Duolingo is used as a public, worldwide-recognised freemium
example — not as a target. Every finding is anchored in a
literal quote from a
publicly available Google Play review,
every screenshot is what a paying user sees.
The method is product-agnostic.
Opus 4.7 confirmed every baseline heuristic on the product.
6 confirmed · 1 partial · 0 refuted (of 7 heuristics).
The review-inferred pain holds up under pixel inspection.
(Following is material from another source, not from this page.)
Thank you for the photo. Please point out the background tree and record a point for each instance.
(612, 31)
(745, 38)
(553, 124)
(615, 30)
Beyond confirmation, the grounding step surfaced a defect the
baseline heuristic list did not name: a
pricing inconsistency across surfaces —
Super is 500 gems on the energy screen and 450 gems on the
paywall modal, same product, two price points in the same
session. Not a single-surface heuristic; it requires comparing
values across screenshots. Flagged as a candidate for the
next clustering cycle.
The validated direction
One direction generated · re-audited · converged
The pipeline first proposes a before/after direction grounded in the measured defects, then re-audits that direction against the same heuristic list to measure how much pain actually drops. Where residual severity remains, a refinement loop tweaks further under a scored verifier — accepting changes that reduce pain without regression, rejecting ones that do not. The full iteration trail, including rejected attempts, lives in the shipping brief below.
The shipping artifact
One markdown. Ten sections. Full audit trail.
The designer opens a single document and begins. Every finding traces back to evidence. Every iteration — accepted or rejected — is preserved. The agent does not commit, does not merge, does not ship; the work begins here and is owned by the human team.
The point is not to automate taste.
The point is to make product reasoning inspectable.
Not louder recommendations. Better accountability.